Il s’en était douté, mais l’entendre de sa bouche lui fit du mal.
— Si tu me confies cette clé, tu auras la vie sauve, insista-t-il.
— Sans cette clé, la vie n’aurait plus d’intérêt pour moi. Je ne veux même plus aborder la question. Je préfère que nous parlions de nous.
— Il ne peut y avoir de « nous » tant que tu ne m’auras pas remis cette clé.
— Cette clé est à moi ! s’écria-t-elle. Et je ne la céderai à personne ! Personne, tu comprends ? Jamais. J’aimerais mieux mourir que de m’en séparer !
— Tu mourras, n’aie crainte. À moins que… Tu ne me laisses pas le choix, Anya…
— Quoi ? Tu n’aurais tout de même pas l’intention de me la voler ?
Il ne répondit pas.
— Si tu oses essayer, tu le regretteras.
Il s’obstina à se taire.
— Oublie cette clé… Nous nous amusons bien, tous les deux. Et nous pourrions nous amuser bien plus encore.
— Cronos s’est montré et il m’a menacé de s’en prendre à mes compagnons. Je n’ai plus le temps de m’amuser, Anya. Je dois lui rapporter la clé ou ton cadavre.
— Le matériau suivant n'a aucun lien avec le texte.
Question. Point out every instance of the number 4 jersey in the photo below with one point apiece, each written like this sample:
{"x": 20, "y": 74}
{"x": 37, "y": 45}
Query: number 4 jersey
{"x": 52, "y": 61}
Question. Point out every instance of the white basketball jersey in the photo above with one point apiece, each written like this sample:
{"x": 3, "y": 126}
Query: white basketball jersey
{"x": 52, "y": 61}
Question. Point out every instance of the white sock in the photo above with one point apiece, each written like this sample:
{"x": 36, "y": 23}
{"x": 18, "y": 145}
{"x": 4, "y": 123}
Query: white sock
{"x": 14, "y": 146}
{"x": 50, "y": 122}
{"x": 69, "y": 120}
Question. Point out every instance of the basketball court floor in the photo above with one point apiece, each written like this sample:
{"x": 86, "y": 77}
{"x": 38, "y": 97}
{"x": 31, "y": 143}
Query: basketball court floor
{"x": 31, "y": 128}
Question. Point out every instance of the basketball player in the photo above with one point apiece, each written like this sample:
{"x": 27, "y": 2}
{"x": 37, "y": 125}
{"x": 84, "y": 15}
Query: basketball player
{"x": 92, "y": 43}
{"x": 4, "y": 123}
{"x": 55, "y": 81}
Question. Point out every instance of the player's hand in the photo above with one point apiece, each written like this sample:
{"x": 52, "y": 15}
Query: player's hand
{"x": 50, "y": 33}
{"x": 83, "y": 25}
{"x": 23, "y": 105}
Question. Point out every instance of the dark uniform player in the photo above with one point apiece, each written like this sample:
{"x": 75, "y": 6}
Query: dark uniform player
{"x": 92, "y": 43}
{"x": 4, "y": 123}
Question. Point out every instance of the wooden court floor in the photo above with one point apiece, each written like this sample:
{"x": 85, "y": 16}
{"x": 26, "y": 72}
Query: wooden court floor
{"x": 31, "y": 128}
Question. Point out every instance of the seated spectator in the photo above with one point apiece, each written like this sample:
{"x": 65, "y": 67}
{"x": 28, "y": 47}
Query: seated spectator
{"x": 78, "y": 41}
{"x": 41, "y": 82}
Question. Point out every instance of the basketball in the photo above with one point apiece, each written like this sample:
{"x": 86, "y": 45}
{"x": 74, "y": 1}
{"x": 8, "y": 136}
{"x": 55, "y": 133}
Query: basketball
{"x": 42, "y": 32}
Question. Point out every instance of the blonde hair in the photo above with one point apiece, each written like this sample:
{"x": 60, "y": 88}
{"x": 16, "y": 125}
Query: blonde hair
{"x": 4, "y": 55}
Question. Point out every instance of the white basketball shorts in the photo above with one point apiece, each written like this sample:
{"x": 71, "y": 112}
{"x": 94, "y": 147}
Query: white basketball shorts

Et je préférerais que ce soit la clé.
Le pouls se mit à battre furieusement à la base du cou d’Anya.
— Cronos s’est montré ? Quand ?
— Juste avant que nous sortions de chez toi pour chercher un manteau, avoua-t-il.
— C’est pour ça que tu m’as suivie avec tant de bonne volonté et que tu as fait un effort d’amabilité. Tu espérais m’attendrir pour me soutirer la clé.
Elle eut un rire amer.
— Je vois que tu n’appliques pas à toi-même tes nobles principes.
— Alors ? Toi, ou la clé ?
— Moi, dit-elle en redressant crânement le menton. Je te l’ai déjà dit. Je ne lâcherai pas cette clé.
— Anya…, protesta-t-il.
Il se haïssait. Il haïssait Cronos. Il haïssait cette femme qu’il tentait désespérément de sauver. Avec elle, il se sentait vivre. Et elle lui inspirait tant d’émotions… Malheureusement, les émotions étaient ses ennemies, aujourd’hui plus que jamais.
— C’est mon dernier avertissement, reprit-il durement.
— Lucien…, murmura-t-elle avec des larmes dans les yeux. Je ne peux pas.
Ces larmes…
— Pourquoi ?
— Je ne peux pas, c’est tout.
Il ne trouva plus rien à dire. Fais-le. Le moment est venu.
— Je m’arrangerai pour que ce soit rapide, dit-il. Je te tuerai proprement et je prendrai ton âme ensuite.
Il se transporta jusqu’à elle à la vitesse de l’éclair et lui enserra les hanches. Il avait déjà sorti ses poignards. Anya ouvrit de grands yeux surpris.
— Je suis désolé, dit-il. Et il frappa.